Back in 2011, we covered the strange story of biochemist Judy Mikovits, who co-authored a controversial (and subsequently retracted) paper in the journal Science and eventually lost her prestigious position with a research institution. Now Mikovits is back in the news, having spent the ensuing years reinventing herself as a staunch anti-vaccine crusader.
The COVID-19 pandemic has given her a new conspiracy to tout, this time targeting Dr. Anthony Fauci, director of the National Institute of Allergy and Infectious Diseases at NIH, who has become a prominent public spokesperson during the outbreak. Two interviews in particular have been spreading rapidly on social media, prompting YouTube and Facebook to remove both video clips for spreading medical misinformation during a global pandemic—a violation of their current policies
In 2007, Mikovits met Robert Silverman at a conference.
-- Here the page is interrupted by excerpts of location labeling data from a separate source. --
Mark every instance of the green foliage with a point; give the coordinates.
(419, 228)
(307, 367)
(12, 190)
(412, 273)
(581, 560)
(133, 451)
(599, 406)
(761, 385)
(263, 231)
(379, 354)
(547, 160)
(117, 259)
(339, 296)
Silverman had co-discovered a retrovirus known as XMRV, closely related to a known virus from mice. He told her he had found XMRV sequences in specimens from prostate cancer patients, although other labs, using different sets of patients, could find no evidence of a viral infection. Nonetheless, this prompted Mikovits to use the same tools to look for XMRV in samples from patients suffering from chronic fatigue syndrome (CFS)—a disorder some had claimed was purely psychosomatic.
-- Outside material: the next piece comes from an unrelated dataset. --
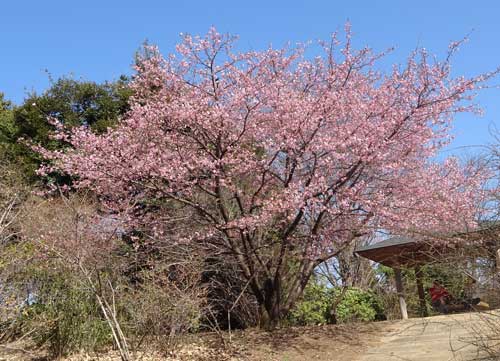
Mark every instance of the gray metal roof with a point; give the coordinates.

In 2009, Mikovits co-authored the now-retracted Science paper, reporting evidence of the XMRV retrovirus in samples from patients suffering from CFS, suggesting it might cause the condition. It was retracted after other laboratories failed to replicate the results, and subsequent tests revealed the original results to be the result of sample contamination.
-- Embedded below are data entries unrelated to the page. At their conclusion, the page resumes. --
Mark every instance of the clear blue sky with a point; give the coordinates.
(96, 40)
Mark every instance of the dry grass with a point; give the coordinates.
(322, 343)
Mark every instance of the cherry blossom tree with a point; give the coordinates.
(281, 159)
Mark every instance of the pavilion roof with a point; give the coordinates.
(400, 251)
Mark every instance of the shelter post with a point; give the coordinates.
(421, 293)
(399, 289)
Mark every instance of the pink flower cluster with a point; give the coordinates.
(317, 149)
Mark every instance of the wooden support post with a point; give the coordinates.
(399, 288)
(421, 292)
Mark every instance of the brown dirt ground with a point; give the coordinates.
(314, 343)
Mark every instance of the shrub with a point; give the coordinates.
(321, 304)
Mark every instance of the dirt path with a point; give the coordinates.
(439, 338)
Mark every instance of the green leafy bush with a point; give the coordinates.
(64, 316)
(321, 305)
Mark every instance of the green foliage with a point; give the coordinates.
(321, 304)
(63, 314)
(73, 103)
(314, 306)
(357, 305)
But Mikovits refused to back down from her claims. She was fired as research director of the Whittemore Peterson Institute for Neuro-Immune Disease for “insubordination” after refusing to supply a cell line used in her work to a former collaborator. In perhaps the strangest twist of all, Mikovits was briefly arrested after absconding with her lab notebooks and computer files—legally the property of the institute.